Morrison died in 1971 at a far too early age. Elvis died in 1977. I heard about it while at work and nearly wept. John Lennon was killed in 1980. I was at home listening to the radio while doing some other stuff. I was shocked and horrified. People were now finding it necessary to kill off rock celebrities? My perception of the world changed. Morrison's early death might have been predictable, but not by me. Elvis had shown obvious signs of illness. I was always a huge fan and was just waiting for him to lose weight and make another come-back. This was destined never to happen. And a twisted-minded "fan" of Lennon shooting him down on the streets of New York City just brought back horror-flashes of Robert Kennedy laying on the floor with a hole in his head, asking if other people had been hurt.
The 60's-70's were wild times. You could smell blood in the air -- what did it mean -- some kind of interior revolution between generations? The Kent State shootings occurred in 1970. Martin Luther King, Jr. was gunned down in 1968. A few months later Robert Kennedy was killed. The Watts riots occurred in 1965. The Rodney King riots occurred in 1992.
A sense of mayhem, insanity and disaster resided in Los Angeles for decades. This wasn't a period of malaise. Dead rock idols, dead presidents and their brothers, dead preachers, dead students, an unsupportable war, riots in Chicago, Los Angeles ... yeah, Jim, at the time it looked like the whole shit-house was definitely going to collapse into flames.
Ray Manzarek died in 2013. He was always overshadowed by Morrison but was really the founding father of The Doors.

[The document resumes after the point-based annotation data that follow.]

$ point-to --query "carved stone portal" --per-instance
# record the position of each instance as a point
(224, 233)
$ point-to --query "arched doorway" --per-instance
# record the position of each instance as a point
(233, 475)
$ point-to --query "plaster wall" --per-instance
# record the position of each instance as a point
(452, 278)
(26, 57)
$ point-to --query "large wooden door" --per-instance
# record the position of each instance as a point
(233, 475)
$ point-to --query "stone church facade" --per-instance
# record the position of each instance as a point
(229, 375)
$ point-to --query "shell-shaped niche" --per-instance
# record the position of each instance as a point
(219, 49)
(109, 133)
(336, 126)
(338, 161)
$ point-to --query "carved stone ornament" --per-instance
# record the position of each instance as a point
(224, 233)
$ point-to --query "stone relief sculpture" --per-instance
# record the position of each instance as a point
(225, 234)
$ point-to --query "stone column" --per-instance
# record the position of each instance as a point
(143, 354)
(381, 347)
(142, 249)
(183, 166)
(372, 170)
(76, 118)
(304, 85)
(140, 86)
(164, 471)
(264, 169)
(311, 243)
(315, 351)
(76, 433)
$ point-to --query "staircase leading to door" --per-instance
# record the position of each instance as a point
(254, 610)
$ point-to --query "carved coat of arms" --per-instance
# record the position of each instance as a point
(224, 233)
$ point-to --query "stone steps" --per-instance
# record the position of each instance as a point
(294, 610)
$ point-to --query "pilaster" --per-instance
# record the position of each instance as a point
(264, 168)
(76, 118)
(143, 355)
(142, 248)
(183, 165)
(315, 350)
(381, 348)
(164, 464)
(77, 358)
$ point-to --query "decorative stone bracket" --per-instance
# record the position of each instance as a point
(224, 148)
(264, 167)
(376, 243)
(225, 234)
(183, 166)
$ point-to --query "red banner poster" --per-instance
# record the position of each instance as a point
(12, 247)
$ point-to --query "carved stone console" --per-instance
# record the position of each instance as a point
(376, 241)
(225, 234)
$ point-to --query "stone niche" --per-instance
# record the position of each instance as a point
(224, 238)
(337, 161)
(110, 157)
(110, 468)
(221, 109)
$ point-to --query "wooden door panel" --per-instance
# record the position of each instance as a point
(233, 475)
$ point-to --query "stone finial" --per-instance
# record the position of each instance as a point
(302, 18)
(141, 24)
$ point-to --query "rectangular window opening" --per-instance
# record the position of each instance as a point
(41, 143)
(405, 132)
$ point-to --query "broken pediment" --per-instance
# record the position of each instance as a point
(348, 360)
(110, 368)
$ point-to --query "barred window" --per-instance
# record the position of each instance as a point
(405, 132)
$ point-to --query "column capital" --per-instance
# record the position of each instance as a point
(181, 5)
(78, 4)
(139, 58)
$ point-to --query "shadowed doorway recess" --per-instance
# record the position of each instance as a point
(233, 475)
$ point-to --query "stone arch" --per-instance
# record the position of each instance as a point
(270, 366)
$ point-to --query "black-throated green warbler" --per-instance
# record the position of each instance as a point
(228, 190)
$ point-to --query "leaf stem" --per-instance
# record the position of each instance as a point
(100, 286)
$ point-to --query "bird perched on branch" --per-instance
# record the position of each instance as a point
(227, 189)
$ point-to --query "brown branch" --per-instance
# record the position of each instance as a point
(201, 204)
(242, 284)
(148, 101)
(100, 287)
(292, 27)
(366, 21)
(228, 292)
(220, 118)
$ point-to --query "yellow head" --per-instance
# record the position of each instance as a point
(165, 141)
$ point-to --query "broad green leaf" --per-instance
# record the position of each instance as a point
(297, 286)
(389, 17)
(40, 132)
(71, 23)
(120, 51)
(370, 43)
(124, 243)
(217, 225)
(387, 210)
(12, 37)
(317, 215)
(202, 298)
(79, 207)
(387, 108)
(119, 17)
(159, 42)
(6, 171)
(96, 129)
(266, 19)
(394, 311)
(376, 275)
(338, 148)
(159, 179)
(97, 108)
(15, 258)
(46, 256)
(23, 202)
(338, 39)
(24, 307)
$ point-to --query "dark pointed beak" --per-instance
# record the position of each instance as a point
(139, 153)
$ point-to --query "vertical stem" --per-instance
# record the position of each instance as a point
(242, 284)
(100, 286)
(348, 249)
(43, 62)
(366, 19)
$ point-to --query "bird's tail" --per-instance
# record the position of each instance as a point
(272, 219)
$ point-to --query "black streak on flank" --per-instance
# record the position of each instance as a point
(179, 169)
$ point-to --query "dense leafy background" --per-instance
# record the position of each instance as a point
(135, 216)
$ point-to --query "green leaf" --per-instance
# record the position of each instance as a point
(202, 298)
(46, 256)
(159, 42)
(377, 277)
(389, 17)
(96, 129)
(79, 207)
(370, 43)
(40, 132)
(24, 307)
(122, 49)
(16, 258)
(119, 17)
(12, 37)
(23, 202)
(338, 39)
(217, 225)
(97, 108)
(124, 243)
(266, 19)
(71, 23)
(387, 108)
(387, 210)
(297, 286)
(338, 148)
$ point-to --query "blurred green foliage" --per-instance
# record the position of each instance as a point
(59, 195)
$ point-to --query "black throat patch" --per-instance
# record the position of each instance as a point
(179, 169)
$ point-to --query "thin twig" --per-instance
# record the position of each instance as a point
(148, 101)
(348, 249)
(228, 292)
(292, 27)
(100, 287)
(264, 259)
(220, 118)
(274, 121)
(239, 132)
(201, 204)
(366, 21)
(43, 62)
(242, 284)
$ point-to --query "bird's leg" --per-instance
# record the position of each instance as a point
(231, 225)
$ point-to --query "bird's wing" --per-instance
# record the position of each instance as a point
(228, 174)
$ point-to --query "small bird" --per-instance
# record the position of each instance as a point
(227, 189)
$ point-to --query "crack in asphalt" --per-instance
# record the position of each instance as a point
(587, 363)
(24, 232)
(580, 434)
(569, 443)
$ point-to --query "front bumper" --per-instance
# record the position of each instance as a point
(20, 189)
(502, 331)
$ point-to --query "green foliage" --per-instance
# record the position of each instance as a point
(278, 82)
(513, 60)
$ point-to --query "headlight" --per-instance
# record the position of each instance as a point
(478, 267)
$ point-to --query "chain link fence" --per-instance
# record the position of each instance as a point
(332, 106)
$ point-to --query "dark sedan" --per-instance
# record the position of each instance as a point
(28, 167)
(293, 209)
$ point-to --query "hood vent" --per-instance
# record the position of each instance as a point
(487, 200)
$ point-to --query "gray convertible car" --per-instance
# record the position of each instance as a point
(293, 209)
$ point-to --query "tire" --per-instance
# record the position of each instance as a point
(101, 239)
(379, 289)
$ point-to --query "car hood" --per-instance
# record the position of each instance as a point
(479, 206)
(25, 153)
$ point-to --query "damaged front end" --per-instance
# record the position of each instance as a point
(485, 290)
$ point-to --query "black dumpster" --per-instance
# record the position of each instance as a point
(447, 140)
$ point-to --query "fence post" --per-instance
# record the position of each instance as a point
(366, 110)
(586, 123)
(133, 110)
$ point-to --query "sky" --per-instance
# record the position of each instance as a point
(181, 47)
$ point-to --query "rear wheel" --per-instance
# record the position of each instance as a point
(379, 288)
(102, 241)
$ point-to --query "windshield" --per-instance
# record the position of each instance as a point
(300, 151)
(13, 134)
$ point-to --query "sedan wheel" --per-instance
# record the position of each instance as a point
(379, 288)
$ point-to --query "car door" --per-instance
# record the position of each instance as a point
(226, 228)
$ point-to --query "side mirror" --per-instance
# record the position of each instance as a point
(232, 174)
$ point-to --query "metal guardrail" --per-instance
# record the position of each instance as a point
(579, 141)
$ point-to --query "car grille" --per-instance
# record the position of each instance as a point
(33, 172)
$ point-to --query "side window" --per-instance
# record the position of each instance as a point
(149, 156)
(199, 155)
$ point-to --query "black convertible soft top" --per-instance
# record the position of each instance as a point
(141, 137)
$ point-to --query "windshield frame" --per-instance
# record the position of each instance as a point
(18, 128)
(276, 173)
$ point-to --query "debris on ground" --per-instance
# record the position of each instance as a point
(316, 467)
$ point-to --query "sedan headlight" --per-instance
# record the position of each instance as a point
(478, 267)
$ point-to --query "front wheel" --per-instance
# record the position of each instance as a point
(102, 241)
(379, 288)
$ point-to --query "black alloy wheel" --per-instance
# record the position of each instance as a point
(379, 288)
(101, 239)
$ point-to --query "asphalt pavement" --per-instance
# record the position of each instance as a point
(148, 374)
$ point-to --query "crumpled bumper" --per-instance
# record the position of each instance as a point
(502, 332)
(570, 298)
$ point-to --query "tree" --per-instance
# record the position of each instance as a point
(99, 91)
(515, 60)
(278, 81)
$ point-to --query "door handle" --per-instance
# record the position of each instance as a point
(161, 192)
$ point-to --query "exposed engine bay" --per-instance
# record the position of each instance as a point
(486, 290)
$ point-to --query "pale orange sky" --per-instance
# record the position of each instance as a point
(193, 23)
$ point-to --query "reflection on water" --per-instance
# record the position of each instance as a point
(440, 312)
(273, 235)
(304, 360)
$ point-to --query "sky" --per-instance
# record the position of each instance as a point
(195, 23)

A certain door became permanently shut forever. He was 74 at the time of his death -- not bad for someone in the field of rock and roll.
Yet his demise brought home the feeling that my own time on planet Earth was coming to a closure. I guess I might be ten years younger than Ray, and when you get into your sixties, ten years doesn't seem like a hell of a long time. My father died at 42, my mother at 65, so I'm sort of just counting the days.
Once you hit 60, you really begin to reflect. You reflect on the events of your time, the things that influenced you, the things that held your interest. Then you begin to realize that everything is disappearing. You can't relate to new "artists." They seem shallow and mere products of an industry hell-bent on making a profit no matter what. It's all rather sad in in its way but probably no more so than the "Great Generation" having to adjust from Frank Sinatra to Elvis Presley. The change from crooner-type music to rock must have seemed abhorrent and decadent. The Baby Boomers are probably more tolerant, but don't see much merit in new "talent." We continue to listen to the Stones, the Who, even The Doors. Thus the music industry has to weather-out a huge drop-out in sales. Who is going to bring them revenue that Elvis provided -- Taylor Swift? I don't think so.